In 1876 Rimbaud enlisted in the Dutch Army and was sent to the East Indies,
whereupon he deserted, found his way to Africa and ‘settled’ in Abyssinia. There he
was variously a trader, smuggler, explorer, representative of the King of Abyssinia,
and writer of reports for the French Geographical Society.

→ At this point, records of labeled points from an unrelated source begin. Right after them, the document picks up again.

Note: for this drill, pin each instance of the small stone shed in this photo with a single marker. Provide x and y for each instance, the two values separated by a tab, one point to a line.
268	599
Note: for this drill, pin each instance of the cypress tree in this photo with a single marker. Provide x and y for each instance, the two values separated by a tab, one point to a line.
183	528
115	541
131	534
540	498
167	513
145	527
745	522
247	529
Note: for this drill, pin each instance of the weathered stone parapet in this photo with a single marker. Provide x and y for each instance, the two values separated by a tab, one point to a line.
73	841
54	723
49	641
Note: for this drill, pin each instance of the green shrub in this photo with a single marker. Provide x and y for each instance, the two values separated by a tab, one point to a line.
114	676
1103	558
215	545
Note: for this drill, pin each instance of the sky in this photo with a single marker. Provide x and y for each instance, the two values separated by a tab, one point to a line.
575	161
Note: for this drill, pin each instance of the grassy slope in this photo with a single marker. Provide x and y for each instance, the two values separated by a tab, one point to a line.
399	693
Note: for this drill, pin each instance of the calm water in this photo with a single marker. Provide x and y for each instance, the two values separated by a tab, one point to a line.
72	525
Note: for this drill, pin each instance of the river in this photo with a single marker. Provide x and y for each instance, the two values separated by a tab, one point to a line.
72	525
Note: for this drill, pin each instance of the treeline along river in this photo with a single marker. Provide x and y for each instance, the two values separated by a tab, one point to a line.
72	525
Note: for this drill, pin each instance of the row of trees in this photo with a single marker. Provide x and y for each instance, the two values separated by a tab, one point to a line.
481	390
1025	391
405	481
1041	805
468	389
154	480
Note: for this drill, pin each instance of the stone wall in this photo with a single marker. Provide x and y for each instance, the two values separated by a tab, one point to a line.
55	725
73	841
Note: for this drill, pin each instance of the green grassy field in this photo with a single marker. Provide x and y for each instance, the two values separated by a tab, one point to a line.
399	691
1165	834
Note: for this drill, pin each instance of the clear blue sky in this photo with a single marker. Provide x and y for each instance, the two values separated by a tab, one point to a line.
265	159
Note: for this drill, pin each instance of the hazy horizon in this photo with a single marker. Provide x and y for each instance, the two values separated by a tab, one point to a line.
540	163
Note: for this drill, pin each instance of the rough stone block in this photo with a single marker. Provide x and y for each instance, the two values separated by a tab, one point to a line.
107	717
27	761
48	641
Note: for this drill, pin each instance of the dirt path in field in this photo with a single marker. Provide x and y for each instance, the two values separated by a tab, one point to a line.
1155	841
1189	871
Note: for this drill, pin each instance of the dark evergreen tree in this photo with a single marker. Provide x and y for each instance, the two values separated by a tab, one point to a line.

Lovers of Rimbaud regret that he abandoned poetry when so young, but are astounded
that he produced such wealth. We remain hopeful that a manuscript will emerge in
North Africa, or somewhere, as vibrant and visionary as the brilliant oeuvre that is
known. The celebrated 100-line poem Le Bateau ivre (The Drunken Boat) was written
in 1871 when Rimbaud was 17. The story is that of a boat which recounts its own
outlandish voyages after its crew is massacred (translation, Martin Sorrell): ‘I didn’t
give a damn about the crews / Or the Flemish wheat and English cotton. / Once the
shindig with my haulers finished / I had the current take me where I wished’. And
from that moment, ‘I bathed in the Poem of the sea, / latescent and steeped in stars,
devouring green azures; where a drowned man / Like beached flotsam sometimes
sinks in a trance…’

‘Glaciers, silver suns, pearl seas, firecoal skies! / Hideous wreckages down in brown
depths / Where enormous insect-tormented snakes / Crash from twisted trees reeking
with blackness…’

The hailstorm of images seems to be a premonition of his reckless vagabondage to


come: furious riptides, atrocious moons, unanchored peninsulas, skies splintered by
lightning, rutting behemoths, star-sown islands, delirious skies which summon sailors,
‘amazing Floridas where flowers twine with panther eyes inside men’s skins’,
underwater rainbows, hurricanes hurling the boat through ‘birdless space’, before
returning to a melancholy Europe, ‘a dark cold pond’ on a ‘fragrant evening at dusk’,
and the journey’s end:

‘Steeped in your slow wine, waves, no more can I / Cadge rides in the cotton-
freighters’ slipstream, / Nor brave proud lines of ensigns and streamers,
Nor face the prison-ships’ terrible eyes.’

Note: Baudelaire and Rimbaud, like other poets of intense imagery, present almost unsurmountable difficulties for
the translator. There are several English versions of these poems which differ markedly.